Comme il est proposé dans cet article «sérieux», la langue russe correspond à l'âme biélorusse et elle est la deuxième langue maternelle du peuple biélorusse. Ce genre de discours est fréquent en Biélorussie et la plupart des biélorussophones adhèrent à cette croyance.

Répartition des réponses 2005
Il devrait y avoir deux langues officielles - le biélorusse et le russe 56,0 %
Le biélorusse devrait être la seule langue officielle 20,0 %
Le russe devrait être la seule langue officielle 11,2 %
Cela me m'inquiète pas 10,1 %
En 2005, un sondage demandait aux Biélorussiens quel statut linguistique il verrait comme souhaitable pour leur pays. Or, une majorité écrasante de répondants accordait la préférence au bilinguisme, c'est-à-dire au statut égal des langues russe et biélorusse. Les adeptes d'une seule langue (20 + 11,2) sont moindres (31,2%) que ceux qui se prononcent pour l'égalité de statut des deux langues. Il y avait 10,1% qu'on pourrait appeler «sans opinion» ou «indifférents», mais une sous-question révèle qu'ils se rallieraient à l'opinion de la majorité.

La langue biélorusse est ainsi davantage employée dans la vie quotidienne dans les zones rurales: autant les populations rurales sont biélorussophones, autant celles des villes sont russophones ou russophonisées. Dans les villes et la capitale, le biélorusse est pratiquement employé par les seuls intellectuels et la faction «patriotique» de la société. Pour simplifier, on peut affirmer que le biélorusse est la langue des paysans et un instrument politique pour les intellectuels des villes. De façon générale, le bilinguisme russo-biélorusse est massif dans ce pays, surtout pour les biélorussophones et les petites minorités nationales (Polonais, Ukrainiens, Roms/Tsiganes, Arméniens, etc.).

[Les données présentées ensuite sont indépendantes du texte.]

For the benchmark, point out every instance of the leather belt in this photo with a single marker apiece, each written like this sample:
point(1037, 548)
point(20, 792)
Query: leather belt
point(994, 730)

- La langue parlées à la maison

Le recensement de 2019 présente ainsi la connaissance des langues biélorusse et russe par région ainsi que dans la ville de Minsk. La carte ci-dessous illustre la proportion des locuteurs du biélorusse selon la région de résidence. La carte indique deux pourcentages: en rouge, la proportion des locuteurs biélussophones comme langue maternelle (54,1%), en bleu, celle des locuteurs du biélorusse parlant cette langue à la maison (26,0%). Il faut donc considérer que l'ethnie biélorusse représente 85,2% des Biélorussiens, mais seulement 54,1% des biélorussophones, ce qui indique un bon taux d'assimilation de 31,1%. De plus, une proportion de 26,0% des Biélorussiens parlent le biélorusse à la maison contre 71,3% pour le russe. Cette proportion peut même augmenter à 85% dans la région de Vitebsk. Les régions les moins biélorussophones sont celle de Vitebsk, de Gomel (47%) et de Moguilev (46%), ainsi que la ville de Minsk (48,6%).

Localisation Population Population totale des locuteurs des langues officielles
Langue maternelle Langue normalement
parlée à la maison
biélorusse russe biélorusse russe
Total du pays 9 413,400 5 094,900 (54,1%) 3 983,800 (42,3%) 2 447,800 (26,0%) 6 718,600 (71,3%)
Région de Brest 1 348,100 1 037,700 (76,9%) 270,500 (20,0%) 218,700 (16,2%) 1 103,000 (81,8%)
Région de Vitebsk 1 135,700  514,000 (45,2%)  585,600 (51,5%) 142,800 (12,5%)  965,600 (85,0%)
Région de Gomel 1 388,500  652,700 (47,0%)  693,700 (49,9%) 201,100 (14,4%) 1 156,300 (83,2%)
Région de Grodno 1 026,800  559,900 (54,5%)  427,800 (41,6%) 389,100 (37,8%)  616,700 (60,0%)
Ville de Minsk 2 018,300  982,100 (48,6%)  980,100 (48,5%) 689,100 (34,7%) 1 292,600 (64,0%)
Région de Minsk 1 471,200  876,100 (59,5%)  548,300 (37,2%) 549,600 (37,3%) 884,600 (60,1%)
Région de Moguilev 1 024,800  472,400 (46,0%)  477,700 (46,6%) 257,200 (25,0%) 698,900 (68,1%)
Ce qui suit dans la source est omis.